Heart transplantation faces critical limitations due to donor scarcity and an allocation policy that fails to jointly optimize pre- and post-transplant mortality risks. Method: Leveraging real-world UNOS data, we developed a discrete-event dynamic simulation platform incorporating dynamic programming principles and potential-function modeling to evaluate allocation strategies. Contribution/Results: First, we introduce the “potential value” metric—novelly quantifying long-term survival utility per patient. Second, we propose a batch-based donor matching mechanism and systematically analyze how geographic distance and center-level refusal behavior impact equity and waitlist mortality. Comparative evaluation of myopic versus forward-looking policies shows our approach significantly increases average life-years gained over the 2018 OPTN policy. Small-batch processing further enhances matching efficiency. Crucially, geographic barriers and center refusals are identified as key structural drivers elevating waitlist mortality—highlighting actionable levers for policy reform.

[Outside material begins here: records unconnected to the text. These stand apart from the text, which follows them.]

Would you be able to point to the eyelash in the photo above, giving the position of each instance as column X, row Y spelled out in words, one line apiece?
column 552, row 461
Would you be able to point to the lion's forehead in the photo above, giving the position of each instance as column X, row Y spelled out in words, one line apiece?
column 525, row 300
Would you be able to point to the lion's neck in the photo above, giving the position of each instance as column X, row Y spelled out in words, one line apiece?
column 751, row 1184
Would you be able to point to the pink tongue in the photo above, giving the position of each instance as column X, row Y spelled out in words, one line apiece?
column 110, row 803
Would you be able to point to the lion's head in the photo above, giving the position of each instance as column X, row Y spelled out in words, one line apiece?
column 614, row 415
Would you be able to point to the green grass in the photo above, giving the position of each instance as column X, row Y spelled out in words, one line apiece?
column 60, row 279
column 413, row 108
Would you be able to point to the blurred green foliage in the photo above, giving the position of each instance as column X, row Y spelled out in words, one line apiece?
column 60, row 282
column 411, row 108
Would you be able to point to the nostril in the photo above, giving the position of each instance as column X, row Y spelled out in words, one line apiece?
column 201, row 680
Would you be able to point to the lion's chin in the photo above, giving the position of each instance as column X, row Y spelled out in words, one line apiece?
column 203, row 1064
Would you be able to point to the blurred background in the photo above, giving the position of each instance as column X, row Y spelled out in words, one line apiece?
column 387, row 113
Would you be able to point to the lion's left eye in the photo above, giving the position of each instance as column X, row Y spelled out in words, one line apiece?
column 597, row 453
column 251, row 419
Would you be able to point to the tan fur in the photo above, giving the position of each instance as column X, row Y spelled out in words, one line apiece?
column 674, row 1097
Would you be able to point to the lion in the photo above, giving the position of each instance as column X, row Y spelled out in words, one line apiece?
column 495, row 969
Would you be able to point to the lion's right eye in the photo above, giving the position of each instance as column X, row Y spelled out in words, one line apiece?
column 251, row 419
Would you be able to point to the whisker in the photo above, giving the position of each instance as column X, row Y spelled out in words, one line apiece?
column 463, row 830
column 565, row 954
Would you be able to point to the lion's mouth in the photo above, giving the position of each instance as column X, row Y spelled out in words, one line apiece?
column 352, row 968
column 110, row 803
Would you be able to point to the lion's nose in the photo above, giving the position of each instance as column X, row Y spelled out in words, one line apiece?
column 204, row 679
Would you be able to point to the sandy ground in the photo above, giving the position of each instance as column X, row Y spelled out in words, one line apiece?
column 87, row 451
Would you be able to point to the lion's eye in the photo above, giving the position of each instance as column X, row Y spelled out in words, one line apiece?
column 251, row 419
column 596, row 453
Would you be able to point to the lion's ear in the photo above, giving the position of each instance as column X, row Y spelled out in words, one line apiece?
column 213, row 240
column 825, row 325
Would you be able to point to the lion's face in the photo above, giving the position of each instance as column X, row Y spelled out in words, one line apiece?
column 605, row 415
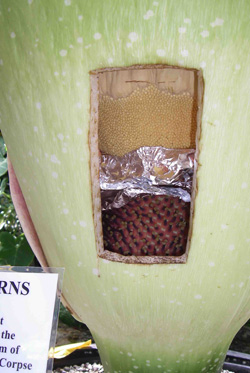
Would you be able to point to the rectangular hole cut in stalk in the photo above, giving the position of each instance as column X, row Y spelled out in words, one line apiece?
column 144, row 132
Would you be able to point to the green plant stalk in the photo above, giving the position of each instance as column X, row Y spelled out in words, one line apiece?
column 150, row 311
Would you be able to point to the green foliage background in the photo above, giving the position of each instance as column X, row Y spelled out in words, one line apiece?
column 14, row 248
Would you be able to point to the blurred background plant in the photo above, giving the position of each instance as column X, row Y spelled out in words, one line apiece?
column 14, row 248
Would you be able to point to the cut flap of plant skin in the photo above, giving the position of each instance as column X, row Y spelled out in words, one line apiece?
column 84, row 83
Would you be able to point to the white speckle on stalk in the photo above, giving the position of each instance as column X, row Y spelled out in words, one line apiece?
column 148, row 15
column 55, row 175
column 97, row 36
column 184, row 52
column 205, row 33
column 197, row 296
column 160, row 52
column 54, row 159
column 95, row 271
column 182, row 30
column 63, row 53
column 60, row 136
column 217, row 22
column 181, row 62
column 224, row 226
column 133, row 36
column 79, row 131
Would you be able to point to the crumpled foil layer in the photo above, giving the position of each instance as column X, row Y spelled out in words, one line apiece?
column 150, row 170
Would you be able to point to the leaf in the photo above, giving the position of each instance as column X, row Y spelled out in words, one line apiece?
column 2, row 147
column 15, row 251
column 3, row 185
column 3, row 166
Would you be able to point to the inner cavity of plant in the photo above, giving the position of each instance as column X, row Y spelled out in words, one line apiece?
column 148, row 128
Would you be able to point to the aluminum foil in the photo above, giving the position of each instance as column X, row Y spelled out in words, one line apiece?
column 151, row 170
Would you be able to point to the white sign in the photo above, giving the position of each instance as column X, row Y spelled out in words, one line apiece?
column 27, row 302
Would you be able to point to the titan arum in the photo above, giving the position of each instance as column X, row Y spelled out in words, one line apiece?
column 80, row 79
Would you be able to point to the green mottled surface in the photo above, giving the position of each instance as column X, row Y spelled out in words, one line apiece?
column 181, row 314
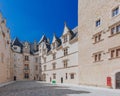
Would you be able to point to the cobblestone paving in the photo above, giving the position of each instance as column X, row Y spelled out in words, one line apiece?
column 32, row 88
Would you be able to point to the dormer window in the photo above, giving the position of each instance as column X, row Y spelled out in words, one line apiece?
column 98, row 23
column 115, row 12
column 53, row 45
column 65, row 39
column 15, row 48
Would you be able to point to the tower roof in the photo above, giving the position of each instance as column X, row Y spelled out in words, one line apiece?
column 44, row 38
column 17, row 42
column 67, row 29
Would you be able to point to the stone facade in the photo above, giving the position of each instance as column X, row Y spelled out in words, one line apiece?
column 6, row 69
column 99, row 46
column 59, row 59
column 25, row 60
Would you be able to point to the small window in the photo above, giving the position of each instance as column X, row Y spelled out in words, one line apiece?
column 65, row 51
column 54, row 56
column 117, row 28
column 54, row 76
column 53, row 45
column 115, row 11
column 98, row 22
column 26, row 66
column 65, row 63
column 26, row 58
column 44, row 67
column 54, row 66
column 113, row 30
column 72, row 76
column 117, row 52
column 65, row 39
column 97, row 37
column 36, row 67
column 97, row 57
column 66, row 76
column 15, row 48
column 36, row 59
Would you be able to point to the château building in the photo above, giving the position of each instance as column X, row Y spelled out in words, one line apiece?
column 6, row 68
column 25, row 60
column 59, row 59
column 86, row 55
column 99, row 42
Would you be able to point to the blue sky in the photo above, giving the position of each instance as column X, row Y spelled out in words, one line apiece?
column 30, row 19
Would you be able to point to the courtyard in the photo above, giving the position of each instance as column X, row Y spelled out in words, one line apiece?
column 37, row 88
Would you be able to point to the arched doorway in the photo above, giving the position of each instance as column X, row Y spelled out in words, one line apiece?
column 118, row 80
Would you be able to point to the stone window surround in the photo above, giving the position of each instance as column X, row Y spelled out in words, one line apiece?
column 115, row 52
column 110, row 28
column 113, row 10
column 99, row 56
column 99, row 39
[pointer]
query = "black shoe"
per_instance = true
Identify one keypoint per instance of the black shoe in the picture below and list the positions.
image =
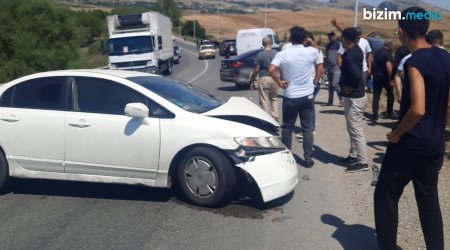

Heart transplantation is a viable path for patients suffering from advanced heart failure, but this lifesaving option is severely limited due to donor shortage. Although the current allocation policy was recently revised in 2018, a major concern is that it does not adequately take into account pretransplant and post-transplant mortality. In this paper, we take an important step toward addressing these deficiencies. To begin with, we use historical data from UNOS to develop a new simulator that enables us to evaluate and compare the performance of different policies. We then leverage our simulator to demonstrate that the status quo policy is considerably inferior to the myopic policy that matches incoming donors to the patient who maximizes the number of years gained by the transplant. Moreover, we develop improved policies that account for the dynamic nature of the allocation process through the use of potentials -- a measure of a patient's utility in future allocations that we introduce. We also show that batching together even a handful of donors -- which is a viable option for a certain type of donors -- further enhances performance. Our simulator also allows us to evaluate the effect of critical, and often unexplored, factors in the allocation, such as geographic proximity and the tendency to reject offers by the transplant centers.